Opinion

E-Hail freedom

Wanna cab without having to stick your arm out? You’ll soon have an app for that.

In a win for 21st-century taxi riders, state Supreme Court Justice Carol Huff tossed out all claims raised by livery cabs trying to block yellow cabs from participating in a novel e-hail system.

Last fall, the city announced a pilot program encouraging several tech companies to develop apps that would allow the hailing of cabs via smart phones.

Black livery cabs immediately sued. They claimed that e-hails were more like residential pickups reserved for livery cabs, as opposed to street hails, which have legally been the purview of yellow cabs.

Huff rejected that and other bogus notions wholesale.

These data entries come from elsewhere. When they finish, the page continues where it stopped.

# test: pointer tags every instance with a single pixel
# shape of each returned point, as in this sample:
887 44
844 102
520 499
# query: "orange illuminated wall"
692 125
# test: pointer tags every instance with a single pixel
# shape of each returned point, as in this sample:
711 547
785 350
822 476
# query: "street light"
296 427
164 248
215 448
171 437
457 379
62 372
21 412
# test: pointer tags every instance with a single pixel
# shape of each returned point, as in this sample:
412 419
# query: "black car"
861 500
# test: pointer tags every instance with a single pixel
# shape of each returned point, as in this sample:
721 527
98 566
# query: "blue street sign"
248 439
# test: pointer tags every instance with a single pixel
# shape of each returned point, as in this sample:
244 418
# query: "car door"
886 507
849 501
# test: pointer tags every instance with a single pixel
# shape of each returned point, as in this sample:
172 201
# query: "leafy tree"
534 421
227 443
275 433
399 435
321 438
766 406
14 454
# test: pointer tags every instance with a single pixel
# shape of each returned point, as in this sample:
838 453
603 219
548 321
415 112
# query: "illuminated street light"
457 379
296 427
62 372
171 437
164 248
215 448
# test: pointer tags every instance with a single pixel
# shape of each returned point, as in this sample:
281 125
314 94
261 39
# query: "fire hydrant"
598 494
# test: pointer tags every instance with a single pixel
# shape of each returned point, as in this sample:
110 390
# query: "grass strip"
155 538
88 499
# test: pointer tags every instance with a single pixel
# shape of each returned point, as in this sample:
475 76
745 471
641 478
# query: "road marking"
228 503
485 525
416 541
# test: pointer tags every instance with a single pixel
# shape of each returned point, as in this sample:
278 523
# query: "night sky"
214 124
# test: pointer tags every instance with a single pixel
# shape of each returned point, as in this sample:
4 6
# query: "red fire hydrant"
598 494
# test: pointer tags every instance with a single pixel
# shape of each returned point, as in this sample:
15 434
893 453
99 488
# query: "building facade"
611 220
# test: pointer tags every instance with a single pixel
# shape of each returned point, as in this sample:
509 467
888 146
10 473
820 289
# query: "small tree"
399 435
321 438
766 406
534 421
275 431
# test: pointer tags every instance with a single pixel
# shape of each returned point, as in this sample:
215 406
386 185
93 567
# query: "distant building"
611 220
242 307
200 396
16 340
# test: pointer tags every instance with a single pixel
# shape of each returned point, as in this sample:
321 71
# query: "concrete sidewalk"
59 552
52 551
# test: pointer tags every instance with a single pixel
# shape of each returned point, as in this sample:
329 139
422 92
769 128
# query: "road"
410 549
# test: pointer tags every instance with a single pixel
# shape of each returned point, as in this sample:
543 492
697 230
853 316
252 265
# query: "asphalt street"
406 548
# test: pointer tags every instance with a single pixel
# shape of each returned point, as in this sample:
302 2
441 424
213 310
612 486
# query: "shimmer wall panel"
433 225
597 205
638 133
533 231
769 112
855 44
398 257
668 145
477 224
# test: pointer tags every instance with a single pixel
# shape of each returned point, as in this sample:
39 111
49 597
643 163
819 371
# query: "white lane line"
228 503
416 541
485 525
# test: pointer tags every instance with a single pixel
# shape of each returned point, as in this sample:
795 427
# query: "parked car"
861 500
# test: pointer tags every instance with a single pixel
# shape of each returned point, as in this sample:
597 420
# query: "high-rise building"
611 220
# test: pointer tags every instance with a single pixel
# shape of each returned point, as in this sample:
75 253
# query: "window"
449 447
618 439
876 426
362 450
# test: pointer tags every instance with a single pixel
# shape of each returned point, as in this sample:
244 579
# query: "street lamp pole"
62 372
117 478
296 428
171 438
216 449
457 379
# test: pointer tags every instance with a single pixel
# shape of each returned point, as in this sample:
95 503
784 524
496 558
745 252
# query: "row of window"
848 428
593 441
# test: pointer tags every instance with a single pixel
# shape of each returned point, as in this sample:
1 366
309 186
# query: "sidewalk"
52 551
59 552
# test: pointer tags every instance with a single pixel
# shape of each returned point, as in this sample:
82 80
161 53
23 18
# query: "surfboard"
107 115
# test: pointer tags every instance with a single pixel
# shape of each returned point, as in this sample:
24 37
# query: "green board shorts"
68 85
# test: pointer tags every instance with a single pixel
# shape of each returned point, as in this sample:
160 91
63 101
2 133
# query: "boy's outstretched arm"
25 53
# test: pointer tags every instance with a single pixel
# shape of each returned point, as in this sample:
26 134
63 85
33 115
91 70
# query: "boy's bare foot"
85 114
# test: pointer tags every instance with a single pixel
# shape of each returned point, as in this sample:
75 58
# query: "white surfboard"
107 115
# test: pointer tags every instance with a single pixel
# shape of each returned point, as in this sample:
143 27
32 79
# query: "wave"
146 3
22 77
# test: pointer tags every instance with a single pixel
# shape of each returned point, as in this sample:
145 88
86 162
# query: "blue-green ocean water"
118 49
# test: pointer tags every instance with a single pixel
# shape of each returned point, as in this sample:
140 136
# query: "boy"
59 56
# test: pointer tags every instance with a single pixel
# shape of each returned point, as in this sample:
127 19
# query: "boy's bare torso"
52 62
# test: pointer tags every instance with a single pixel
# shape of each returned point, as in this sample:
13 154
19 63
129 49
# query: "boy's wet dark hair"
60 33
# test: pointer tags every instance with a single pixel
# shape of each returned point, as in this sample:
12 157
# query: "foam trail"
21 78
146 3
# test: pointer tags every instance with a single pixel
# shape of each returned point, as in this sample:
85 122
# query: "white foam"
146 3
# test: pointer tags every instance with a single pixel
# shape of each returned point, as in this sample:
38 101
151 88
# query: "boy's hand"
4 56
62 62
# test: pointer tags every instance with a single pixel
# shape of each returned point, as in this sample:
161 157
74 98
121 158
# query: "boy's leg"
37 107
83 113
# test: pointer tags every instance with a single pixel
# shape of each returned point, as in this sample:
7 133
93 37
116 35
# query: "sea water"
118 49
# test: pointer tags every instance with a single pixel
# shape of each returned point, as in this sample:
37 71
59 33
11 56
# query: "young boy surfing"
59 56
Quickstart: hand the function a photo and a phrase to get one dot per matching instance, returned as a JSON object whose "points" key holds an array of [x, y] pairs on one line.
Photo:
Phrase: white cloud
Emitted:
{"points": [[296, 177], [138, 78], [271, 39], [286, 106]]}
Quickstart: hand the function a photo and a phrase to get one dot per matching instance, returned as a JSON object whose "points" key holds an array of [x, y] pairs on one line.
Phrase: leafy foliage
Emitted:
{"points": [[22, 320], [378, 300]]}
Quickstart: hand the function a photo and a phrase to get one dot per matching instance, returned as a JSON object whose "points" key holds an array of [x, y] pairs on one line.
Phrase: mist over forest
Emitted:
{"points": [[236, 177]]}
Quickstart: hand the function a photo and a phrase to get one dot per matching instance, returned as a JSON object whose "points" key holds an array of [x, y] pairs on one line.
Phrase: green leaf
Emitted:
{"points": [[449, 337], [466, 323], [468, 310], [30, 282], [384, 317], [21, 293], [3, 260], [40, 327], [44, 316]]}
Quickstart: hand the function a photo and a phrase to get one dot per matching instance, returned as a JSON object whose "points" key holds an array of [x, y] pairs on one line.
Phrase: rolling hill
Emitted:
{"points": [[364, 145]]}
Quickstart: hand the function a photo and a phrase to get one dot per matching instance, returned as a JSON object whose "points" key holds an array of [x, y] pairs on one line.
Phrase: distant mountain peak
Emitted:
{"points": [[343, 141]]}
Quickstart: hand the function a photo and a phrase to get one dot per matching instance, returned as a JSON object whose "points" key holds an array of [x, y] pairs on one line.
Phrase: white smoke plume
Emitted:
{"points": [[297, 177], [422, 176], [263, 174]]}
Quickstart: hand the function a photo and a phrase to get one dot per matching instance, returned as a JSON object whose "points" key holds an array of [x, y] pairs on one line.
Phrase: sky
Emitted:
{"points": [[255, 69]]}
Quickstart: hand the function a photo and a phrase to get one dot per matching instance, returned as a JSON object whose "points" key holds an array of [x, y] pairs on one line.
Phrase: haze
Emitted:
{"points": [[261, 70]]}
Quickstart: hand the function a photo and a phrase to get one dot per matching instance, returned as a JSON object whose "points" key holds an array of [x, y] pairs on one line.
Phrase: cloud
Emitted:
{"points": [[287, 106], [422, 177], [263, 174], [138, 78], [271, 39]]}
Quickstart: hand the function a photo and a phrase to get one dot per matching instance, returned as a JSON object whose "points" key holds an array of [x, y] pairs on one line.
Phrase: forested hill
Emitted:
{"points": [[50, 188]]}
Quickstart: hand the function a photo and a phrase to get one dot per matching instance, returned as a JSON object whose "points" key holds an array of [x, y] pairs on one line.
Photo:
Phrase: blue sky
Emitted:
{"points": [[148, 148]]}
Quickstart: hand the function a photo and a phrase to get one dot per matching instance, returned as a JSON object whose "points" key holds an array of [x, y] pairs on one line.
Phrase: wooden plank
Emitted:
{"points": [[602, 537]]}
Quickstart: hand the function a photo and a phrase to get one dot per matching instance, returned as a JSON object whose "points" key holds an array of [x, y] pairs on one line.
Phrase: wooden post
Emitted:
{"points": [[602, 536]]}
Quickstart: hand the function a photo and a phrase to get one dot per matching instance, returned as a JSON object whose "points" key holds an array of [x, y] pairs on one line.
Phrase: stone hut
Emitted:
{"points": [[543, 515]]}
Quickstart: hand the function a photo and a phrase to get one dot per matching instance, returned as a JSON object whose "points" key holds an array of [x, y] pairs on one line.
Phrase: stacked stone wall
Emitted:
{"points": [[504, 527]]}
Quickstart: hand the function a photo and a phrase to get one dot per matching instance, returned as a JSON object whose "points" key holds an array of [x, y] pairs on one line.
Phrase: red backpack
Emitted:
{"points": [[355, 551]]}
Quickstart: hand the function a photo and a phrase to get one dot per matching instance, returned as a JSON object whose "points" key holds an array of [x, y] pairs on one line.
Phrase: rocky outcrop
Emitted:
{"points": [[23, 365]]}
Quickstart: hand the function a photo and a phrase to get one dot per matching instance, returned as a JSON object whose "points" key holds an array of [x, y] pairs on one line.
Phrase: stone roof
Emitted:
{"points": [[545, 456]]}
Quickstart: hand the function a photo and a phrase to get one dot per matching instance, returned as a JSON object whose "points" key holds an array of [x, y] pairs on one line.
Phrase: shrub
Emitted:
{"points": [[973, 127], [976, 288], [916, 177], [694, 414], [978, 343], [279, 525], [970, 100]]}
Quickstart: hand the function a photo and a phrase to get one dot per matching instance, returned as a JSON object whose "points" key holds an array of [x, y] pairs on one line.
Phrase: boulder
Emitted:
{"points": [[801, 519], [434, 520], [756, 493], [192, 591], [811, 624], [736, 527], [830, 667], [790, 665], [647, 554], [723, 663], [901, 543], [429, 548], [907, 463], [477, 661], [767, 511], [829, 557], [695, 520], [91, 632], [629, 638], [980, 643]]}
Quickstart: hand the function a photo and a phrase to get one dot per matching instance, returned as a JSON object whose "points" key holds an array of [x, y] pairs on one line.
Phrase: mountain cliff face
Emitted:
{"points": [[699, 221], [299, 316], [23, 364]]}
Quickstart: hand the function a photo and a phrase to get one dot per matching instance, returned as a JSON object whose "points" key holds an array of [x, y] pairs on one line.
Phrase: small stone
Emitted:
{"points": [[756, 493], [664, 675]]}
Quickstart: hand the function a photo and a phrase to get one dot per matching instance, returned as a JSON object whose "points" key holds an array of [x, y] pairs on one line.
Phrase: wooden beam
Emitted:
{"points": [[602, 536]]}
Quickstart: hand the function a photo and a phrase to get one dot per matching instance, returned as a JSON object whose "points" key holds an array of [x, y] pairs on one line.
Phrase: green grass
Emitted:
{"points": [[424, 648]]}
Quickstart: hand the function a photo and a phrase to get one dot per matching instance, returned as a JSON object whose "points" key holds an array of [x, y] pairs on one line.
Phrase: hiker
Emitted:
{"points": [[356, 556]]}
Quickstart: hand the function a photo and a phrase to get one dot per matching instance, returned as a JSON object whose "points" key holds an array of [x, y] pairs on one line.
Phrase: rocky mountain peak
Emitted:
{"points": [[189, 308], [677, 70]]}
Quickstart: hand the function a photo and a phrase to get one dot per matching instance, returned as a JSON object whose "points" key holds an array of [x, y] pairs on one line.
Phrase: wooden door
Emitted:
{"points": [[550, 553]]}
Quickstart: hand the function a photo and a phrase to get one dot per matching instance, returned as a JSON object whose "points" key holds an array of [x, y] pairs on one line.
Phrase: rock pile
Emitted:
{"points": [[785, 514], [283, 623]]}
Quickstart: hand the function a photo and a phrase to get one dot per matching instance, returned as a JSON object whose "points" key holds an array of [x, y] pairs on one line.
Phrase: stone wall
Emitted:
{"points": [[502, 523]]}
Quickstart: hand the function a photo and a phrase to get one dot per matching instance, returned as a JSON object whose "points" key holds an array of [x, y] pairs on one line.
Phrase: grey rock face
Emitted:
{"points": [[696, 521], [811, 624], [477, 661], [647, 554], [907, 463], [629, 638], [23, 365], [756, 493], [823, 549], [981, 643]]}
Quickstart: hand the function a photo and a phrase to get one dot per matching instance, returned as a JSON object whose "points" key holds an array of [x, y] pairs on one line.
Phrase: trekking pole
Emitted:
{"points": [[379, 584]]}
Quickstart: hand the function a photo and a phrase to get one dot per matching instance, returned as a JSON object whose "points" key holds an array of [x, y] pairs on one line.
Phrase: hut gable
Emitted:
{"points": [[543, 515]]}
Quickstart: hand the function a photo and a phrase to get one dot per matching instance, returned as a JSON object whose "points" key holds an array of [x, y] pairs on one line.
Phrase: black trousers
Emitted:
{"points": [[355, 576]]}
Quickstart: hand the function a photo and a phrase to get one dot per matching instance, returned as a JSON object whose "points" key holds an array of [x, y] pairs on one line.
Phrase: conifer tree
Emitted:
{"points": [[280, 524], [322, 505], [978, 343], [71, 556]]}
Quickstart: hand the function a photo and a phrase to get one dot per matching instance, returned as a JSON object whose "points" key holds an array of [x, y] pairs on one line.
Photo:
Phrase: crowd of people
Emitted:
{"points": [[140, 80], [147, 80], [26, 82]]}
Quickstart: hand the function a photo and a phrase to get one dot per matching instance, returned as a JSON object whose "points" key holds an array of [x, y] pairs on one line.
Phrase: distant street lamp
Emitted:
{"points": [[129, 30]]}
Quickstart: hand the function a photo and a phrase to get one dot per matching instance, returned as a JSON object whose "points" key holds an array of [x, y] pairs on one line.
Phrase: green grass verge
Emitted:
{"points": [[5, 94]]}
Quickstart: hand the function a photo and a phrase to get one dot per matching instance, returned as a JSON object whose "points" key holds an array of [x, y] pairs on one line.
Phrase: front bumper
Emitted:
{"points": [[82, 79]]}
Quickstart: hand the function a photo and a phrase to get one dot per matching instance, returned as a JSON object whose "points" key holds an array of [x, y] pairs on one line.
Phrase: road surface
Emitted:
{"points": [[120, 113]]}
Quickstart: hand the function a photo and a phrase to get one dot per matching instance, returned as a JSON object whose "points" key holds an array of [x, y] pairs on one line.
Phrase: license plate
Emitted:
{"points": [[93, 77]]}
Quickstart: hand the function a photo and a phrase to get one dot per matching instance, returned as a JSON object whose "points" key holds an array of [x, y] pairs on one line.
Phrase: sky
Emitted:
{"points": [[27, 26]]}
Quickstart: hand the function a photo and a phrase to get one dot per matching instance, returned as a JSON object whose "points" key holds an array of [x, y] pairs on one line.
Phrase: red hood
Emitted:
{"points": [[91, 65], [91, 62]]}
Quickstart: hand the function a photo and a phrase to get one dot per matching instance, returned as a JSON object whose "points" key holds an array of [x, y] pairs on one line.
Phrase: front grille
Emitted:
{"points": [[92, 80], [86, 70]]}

Taxi & Limousine Commission head David Yassky applauded her verdict this way: “This decision is a victory for all the riders who want to decide for themselves what technologies and services they want to use.”

Well, yes and no.

Yes, it’s a victory for New York City riders, in that they’ll now be able to hail a cab with the push of a phone icon.

Yet last year the yellow cabs successfully knocked back a city plan that would have expanded livery service in the outer boroughs and northern Manhattan.

Justice Huff’s decision is a victory for more rider choice and market freedom. But so long as New York’s taxi system remains defined by a nearly 80-year-old service model — i.e., a city-approved monopoly fueled by an expensive medallion system — Gothamites remain a long way from having the opportunity to choose the “technologies and services they want to use.”